Llegamos a Iquitos en avión desde Lima. Aunque es accesible por río desde varios puntos del Amazonas peruano, con mi pololo ya sabíamos que íbamos a pasar al menos una semana en barco cuando partiéramos hacia Brasil, así que nos decidimos por volar.
La jungla impacta desde el momento que se pisa el suelo de Iquitos: la humedad y el calor son potentes, dignos protagonistas en una ciudad de más de 370 mil habitantes que está virtualmente aislada del resto de Perú.
Alguien nos había comentado que la mejor manera de moverse era por mototaxi, así que nos tomamos uno al centro.
No difiere mucho de una montaña rusa: la sensación de adrenalina y miedo a la muerte son constantes mientras el chofer se mueve por calles de barro sin bajar la velocidad ni un poco.
El mototaxi nos llevó a un hostal que ni vale la pena recomendar: digamos que salía muy barato y lo que ofrecía a cambio era igual de poco.
Al entrar el dueño nos intentó vender tours para ver delfines, manatíes y otros animales increíbles. Cuando se dio cuenta de que no estábamos tan impresionados nos ofreció sesiones de ayahuasca, la medicina amazónica que genera alucinaciones. Nos dijo que la podíamos tomar en la selva o en la parte de atrás del hostal, el chamán presta sus servicios a domicilio también.
Estábamos muy cansados para poder responder de alguna manera a esta propuesta.
Nos acomodamos en la pieza que compartíamos con cuatro personas más y nos dimos cuenta que nos esperaba una noche difícil: hacía mucho calor y no había ni ventilador y había mosquitos por doquier. Sabíamos que el repelente que traíamos de Chile no iba a servir de nada contra la manada de insectos.
Al día siguiente recibimos la primera buena noticia de nuestra estadía en Iquitos: no había agua caliente en el hostel. Genial, ya que no hacía falta.
Después de una refrescante ducha salimos a conocer. Quién hubiese dicho que a sólo una cuadra podíamos encontrar el inicio del Río Amazonas. Del otro lado de la rambla en la que estábamos parados se veía la selva, ese lugar misterioso y místico del que habíamos leído mucho.
Almorzamos salchipapas y cerveza en la calle y caminamos hacia el Mercado de Belén, una feria de verduras, carne y otras cosas que se encuentra flotando sobre el río.
Se trata de un lugar lleno de gente, entonces nos recomendaron dejar las cosas de valor en el hostel. De todas maneras no sabíamos en quién confiábamos menos.
Belén es todo lo que te cuentan y más. Está lleno de unos pájaros carroñeros negros que miden un metro y caminan por los pasillos o se posan en los techos. De vez en cuando consiguen pedazos de carne que caen al suelo. Y cuando hablamos de carne, no es sólo vaca: en Belén se venden hasta anticuchos de insectos, entre muchas otras cosas raras.
Hay incluso un pasillo donde se venden medicinas que curan hasta el cáncer. Comparten las estanterías con serpientes embalsamadas, ayahuasca, san pedro y otros productos psicodélicos que sólo nos atrevimos a mirar. Por suerte ahí también encontramos aloe vera, ideal para las picaduras de mosquitos.

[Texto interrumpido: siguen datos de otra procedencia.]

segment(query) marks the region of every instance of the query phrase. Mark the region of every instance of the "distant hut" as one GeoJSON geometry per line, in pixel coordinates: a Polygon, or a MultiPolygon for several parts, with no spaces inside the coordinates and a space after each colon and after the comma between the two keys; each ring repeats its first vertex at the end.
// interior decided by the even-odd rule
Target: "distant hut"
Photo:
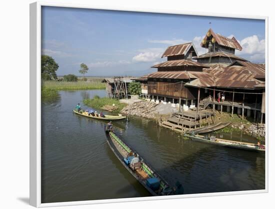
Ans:
{"type": "Polygon", "coordinates": [[[107,98],[128,98],[128,85],[132,81],[132,79],[130,77],[114,77],[103,79],[102,82],[105,83],[106,85],[107,98]]]}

De vuelta en el hostel comenzamos a conocer a la gente que nos acompañaba. Nos hicimos amigos de una pareja de argentinos que viajaban por Perú vendiendo artesanías en macramé. Habían dibujado la cara de Bob Marley en una pulsera.

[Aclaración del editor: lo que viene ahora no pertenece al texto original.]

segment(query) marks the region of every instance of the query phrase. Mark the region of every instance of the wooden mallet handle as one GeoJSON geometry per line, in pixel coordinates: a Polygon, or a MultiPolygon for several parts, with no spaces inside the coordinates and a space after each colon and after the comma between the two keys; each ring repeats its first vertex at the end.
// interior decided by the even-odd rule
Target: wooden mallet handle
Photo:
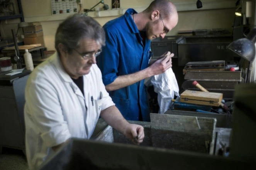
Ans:
{"type": "Polygon", "coordinates": [[[199,89],[201,90],[202,92],[209,92],[208,90],[205,89],[203,86],[200,85],[200,84],[198,83],[198,82],[196,81],[194,81],[192,84],[199,89]]]}
{"type": "MultiPolygon", "coordinates": [[[[193,83],[192,83],[192,84],[194,85],[196,87],[197,87],[199,89],[201,90],[201,91],[202,92],[209,92],[208,90],[207,90],[205,89],[203,87],[200,85],[200,84],[198,83],[196,81],[194,81],[193,83]]],[[[224,105],[224,103],[222,103],[222,102],[220,102],[220,106],[222,108],[224,109],[224,110],[225,111],[229,111],[229,107],[224,105]]]]}

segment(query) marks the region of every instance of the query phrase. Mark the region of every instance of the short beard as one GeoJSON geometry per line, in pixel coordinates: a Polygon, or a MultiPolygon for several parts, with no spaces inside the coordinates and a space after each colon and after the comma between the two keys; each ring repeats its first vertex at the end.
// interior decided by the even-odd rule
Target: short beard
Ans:
{"type": "Polygon", "coordinates": [[[154,35],[153,33],[154,32],[154,26],[155,26],[157,25],[158,23],[160,21],[160,19],[159,19],[156,21],[153,22],[149,22],[147,23],[146,26],[146,35],[147,39],[150,39],[150,37],[154,35]]]}

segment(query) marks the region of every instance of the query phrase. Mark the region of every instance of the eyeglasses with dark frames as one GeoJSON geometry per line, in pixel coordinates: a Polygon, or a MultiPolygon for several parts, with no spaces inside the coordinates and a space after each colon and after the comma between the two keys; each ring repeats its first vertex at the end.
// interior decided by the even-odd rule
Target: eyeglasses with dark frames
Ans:
{"type": "Polygon", "coordinates": [[[166,29],[165,29],[165,27],[164,27],[164,22],[163,21],[163,18],[162,18],[162,16],[161,16],[161,14],[159,13],[159,15],[160,16],[160,18],[161,18],[161,20],[162,20],[162,22],[163,22],[163,25],[164,25],[164,33],[167,33],[168,32],[168,31],[166,30],[166,29]]]}
{"type": "Polygon", "coordinates": [[[95,54],[82,54],[81,53],[80,53],[79,52],[78,52],[75,49],[73,48],[73,50],[75,50],[84,59],[88,59],[88,58],[95,56],[95,57],[97,57],[99,55],[100,55],[100,53],[102,52],[102,50],[100,49],[99,50],[98,50],[97,52],[96,52],[95,54]]]}

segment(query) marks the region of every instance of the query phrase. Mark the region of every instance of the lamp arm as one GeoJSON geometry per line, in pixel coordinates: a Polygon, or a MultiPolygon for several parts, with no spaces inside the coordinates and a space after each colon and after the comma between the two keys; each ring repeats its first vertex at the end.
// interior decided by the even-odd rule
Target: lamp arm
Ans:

También compartíamos el cuarto con una señora de Estados Unidos, rubia platinada, que tenía más de cincuenta años y para nuestra vergüenza le gustaba dormir desnuda, pero siempre se despertaba a las cinco de la mañana a hacer yoga.

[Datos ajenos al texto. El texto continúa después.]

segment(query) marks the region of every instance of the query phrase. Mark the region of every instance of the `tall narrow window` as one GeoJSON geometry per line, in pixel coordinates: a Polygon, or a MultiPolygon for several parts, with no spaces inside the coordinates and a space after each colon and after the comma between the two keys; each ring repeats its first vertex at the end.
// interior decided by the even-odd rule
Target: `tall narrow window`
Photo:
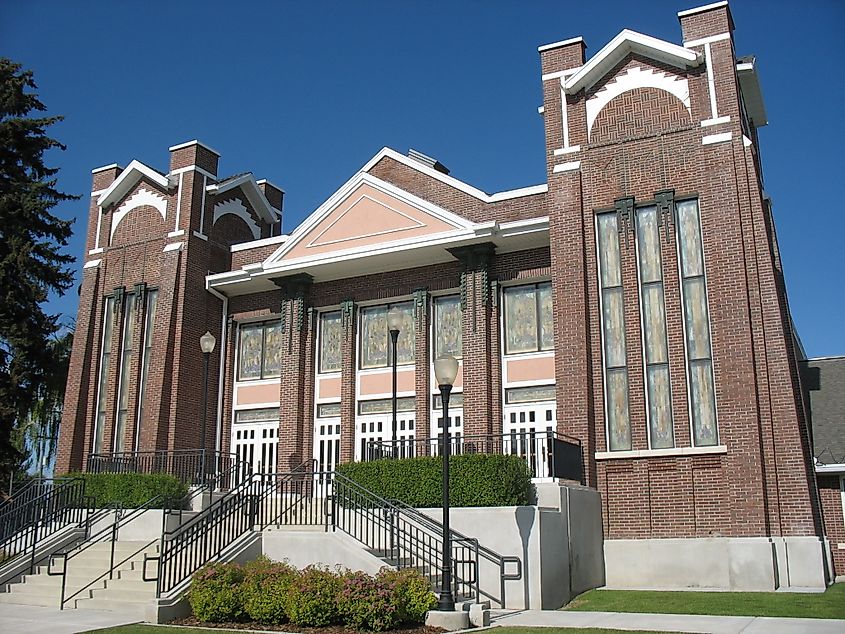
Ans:
{"type": "Polygon", "coordinates": [[[461,298],[457,295],[434,299],[434,358],[450,354],[460,359],[463,354],[461,298]]]}
{"type": "Polygon", "coordinates": [[[153,329],[158,306],[158,291],[147,291],[147,312],[144,315],[144,344],[141,351],[141,385],[138,388],[138,422],[135,423],[135,449],[141,439],[141,425],[144,423],[144,401],[147,398],[147,375],[150,371],[150,357],[153,352],[153,329]]]}
{"type": "Polygon", "coordinates": [[[282,324],[268,321],[240,327],[238,380],[272,379],[282,370],[282,324]]]}
{"type": "Polygon", "coordinates": [[[123,451],[126,434],[126,419],[129,418],[129,377],[132,371],[135,341],[136,296],[129,294],[124,299],[123,334],[120,346],[120,377],[117,381],[117,421],[114,428],[114,450],[123,451]]]}
{"type": "Polygon", "coordinates": [[[506,288],[504,299],[505,354],[554,348],[551,283],[506,288]]]}
{"type": "Polygon", "coordinates": [[[103,340],[100,342],[100,376],[97,379],[97,418],[94,428],[94,453],[103,450],[103,435],[106,427],[106,403],[108,402],[109,359],[111,337],[114,328],[114,297],[106,297],[103,308],[103,340]]]}
{"type": "Polygon", "coordinates": [[[361,369],[390,366],[390,334],[387,329],[387,311],[398,308],[402,314],[399,340],[396,342],[396,363],[410,365],[414,362],[414,305],[411,302],[388,304],[361,309],[361,369]]]}
{"type": "Polygon", "coordinates": [[[340,311],[320,315],[320,372],[340,372],[342,335],[340,311]]]}
{"type": "Polygon", "coordinates": [[[672,391],[669,384],[669,345],[663,302],[663,261],[657,207],[637,210],[637,257],[645,343],[645,381],[649,438],[652,449],[675,446],[672,391]]]}
{"type": "Polygon", "coordinates": [[[698,201],[685,200],[676,209],[693,443],[711,446],[719,443],[719,432],[698,201]]]}
{"type": "Polygon", "coordinates": [[[622,265],[615,213],[599,214],[598,251],[604,339],[604,392],[607,444],[611,451],[631,449],[628,415],[628,368],[625,349],[625,313],[622,301],[622,265]]]}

Cenamos con un chico de Polonia que venía a Iquitos a escribir un libro. Se iba a pasar una semana con una tribu indígena que vivía en una zona sólo accesible en avioneta. Nos contó que no podía llevar nada ya que sus anfitriones no creían en las posesiones por lo cual estarían en su derecho si quisiesen quedarse con algo de él.
Los que nos llamaron más la atención fueron un grupo de franceses. Mientras nosotros cocinábamos sopas deshidratadas, cazuelas y pastas, ellos hacían pollo al vino, langostinos con salsa agridulce y muchas otras delicias más. No limpiaban la cocina del hostal, pero aunque sea dejaban rico olor.
Al día siguiente hicimos una excursión con la pareja de argentinos. En una lancha colectiva navegamos por el Amazonas hasta un pueblo cercano donde caminamos, hicimos un picnic y nos bañamos en el río.
Desde la costa a la distancia se veía Iquitos. Pensé que quizás lo extraño no era la selva, sino los turistas y locales que habitan esta única ciudad.